The Mudcat Café TM
Thread #134670   Message #3211144
Posted By: Stilly River Sage
22-Aug-11 - 07:56 PM
Thread Name: BS: Mudcat Gardeners report - 2011
Subject: RE: BS: Mudcat Gardeners report - 2011
I've used BT successfully for years, but it is never something to broadcast. You use it carefully on just what you want to treat. Dipel contains BT.

Products coming to market these days are found to have a concentration of BT in the plants because of how it has been used in some commercial agriculture, so I suspect it will become a hot topic in organic gardening circles.

I often pick the hornworms and toss them into the woods across the road or relocate them to something I don't care about. They can eat all of the datura (jimson weed) they want, I have a fair amount of that. They love it. The hornworms become a great pollinator, the sphinx moth (ironically, it is the tobacco hornworm that attacks my tomatoes, not the tomato hornworm. I've seen other hornworm varieties also, in a yaupon holly). There are a couple of particular predators for the hornworms, a wasp, and the tachinid fly. Here's a blog entry I wrote after finding and photographing one in the garden a couple of years ago. I kind of like these Pillsbury dough boys of the garden - I've written about and photographed them several times.

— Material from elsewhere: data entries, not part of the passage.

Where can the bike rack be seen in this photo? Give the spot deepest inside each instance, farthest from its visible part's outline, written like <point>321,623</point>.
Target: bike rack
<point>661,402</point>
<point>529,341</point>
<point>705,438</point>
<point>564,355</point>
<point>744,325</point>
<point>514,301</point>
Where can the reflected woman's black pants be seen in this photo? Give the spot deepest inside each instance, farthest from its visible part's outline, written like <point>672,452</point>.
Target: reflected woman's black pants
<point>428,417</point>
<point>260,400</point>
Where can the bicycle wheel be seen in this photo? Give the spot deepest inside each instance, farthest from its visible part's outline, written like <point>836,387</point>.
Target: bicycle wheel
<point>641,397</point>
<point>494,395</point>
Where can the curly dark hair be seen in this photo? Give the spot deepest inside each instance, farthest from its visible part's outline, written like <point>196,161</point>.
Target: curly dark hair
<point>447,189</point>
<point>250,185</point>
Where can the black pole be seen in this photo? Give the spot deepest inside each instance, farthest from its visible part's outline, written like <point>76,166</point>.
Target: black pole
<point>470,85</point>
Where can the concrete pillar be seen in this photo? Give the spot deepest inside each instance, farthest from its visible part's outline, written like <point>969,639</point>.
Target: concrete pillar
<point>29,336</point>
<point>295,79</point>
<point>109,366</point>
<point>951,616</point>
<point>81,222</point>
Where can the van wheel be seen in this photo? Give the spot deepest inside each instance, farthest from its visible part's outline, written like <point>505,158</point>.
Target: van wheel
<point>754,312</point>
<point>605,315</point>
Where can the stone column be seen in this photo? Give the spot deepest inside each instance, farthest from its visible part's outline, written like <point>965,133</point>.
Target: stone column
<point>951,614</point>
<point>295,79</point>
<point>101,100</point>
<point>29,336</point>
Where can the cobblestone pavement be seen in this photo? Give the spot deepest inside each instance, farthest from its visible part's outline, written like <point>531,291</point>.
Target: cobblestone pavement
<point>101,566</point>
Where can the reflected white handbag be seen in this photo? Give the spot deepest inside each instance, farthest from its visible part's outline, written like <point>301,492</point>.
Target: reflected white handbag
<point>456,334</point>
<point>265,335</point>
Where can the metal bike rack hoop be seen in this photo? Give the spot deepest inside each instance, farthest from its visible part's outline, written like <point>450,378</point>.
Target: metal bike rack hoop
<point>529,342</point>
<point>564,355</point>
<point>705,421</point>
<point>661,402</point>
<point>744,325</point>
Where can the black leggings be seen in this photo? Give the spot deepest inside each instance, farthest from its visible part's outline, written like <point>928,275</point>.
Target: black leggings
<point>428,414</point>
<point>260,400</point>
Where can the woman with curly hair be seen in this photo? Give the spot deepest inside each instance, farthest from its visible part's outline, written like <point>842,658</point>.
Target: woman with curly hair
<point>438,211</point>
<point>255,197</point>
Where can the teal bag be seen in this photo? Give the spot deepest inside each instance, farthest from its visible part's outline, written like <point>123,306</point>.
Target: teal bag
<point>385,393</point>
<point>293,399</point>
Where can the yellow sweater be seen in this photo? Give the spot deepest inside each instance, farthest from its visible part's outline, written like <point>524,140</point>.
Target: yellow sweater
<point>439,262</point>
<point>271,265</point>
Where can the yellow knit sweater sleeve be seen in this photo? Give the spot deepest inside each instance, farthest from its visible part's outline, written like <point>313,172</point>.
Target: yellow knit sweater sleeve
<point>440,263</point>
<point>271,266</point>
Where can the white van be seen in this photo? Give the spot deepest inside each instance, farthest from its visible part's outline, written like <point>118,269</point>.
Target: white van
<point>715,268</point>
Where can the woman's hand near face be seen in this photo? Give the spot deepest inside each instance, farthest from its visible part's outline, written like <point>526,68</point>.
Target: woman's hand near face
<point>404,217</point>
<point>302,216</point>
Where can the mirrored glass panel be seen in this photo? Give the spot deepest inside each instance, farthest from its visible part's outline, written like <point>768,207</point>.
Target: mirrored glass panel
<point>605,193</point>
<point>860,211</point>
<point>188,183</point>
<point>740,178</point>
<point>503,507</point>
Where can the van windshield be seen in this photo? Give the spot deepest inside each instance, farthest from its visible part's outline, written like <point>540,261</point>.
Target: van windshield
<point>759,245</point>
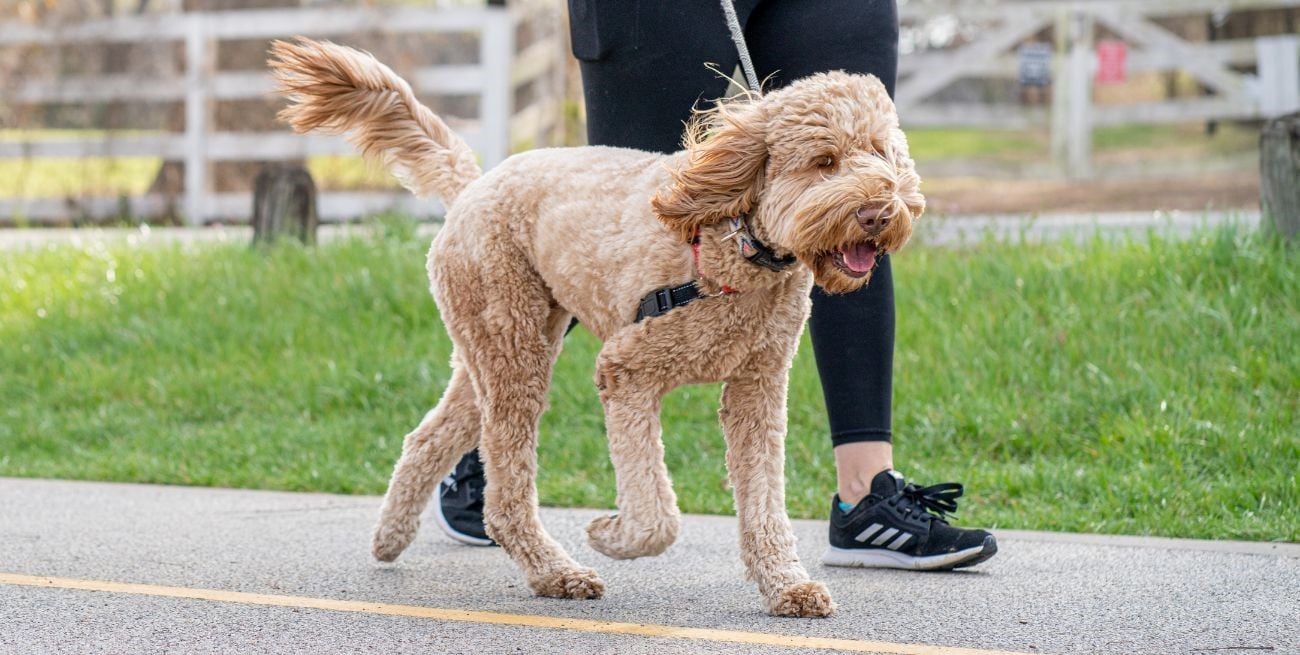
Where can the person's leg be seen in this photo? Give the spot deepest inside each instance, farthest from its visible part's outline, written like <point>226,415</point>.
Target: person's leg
<point>852,334</point>
<point>644,68</point>
<point>876,519</point>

On the gardening front today, after 56 days over 100 this summer, all it took was one day (Saturday, August 13) of a gentle rain and lower temperatures for several tomatoes to get pollinated in my garden. They may not end up very big, but they're out there! Ordinarily if it isn't below 80o at night they won't pollinate. We've proved that to be true this year. They won't even respond to the Q-tip approach.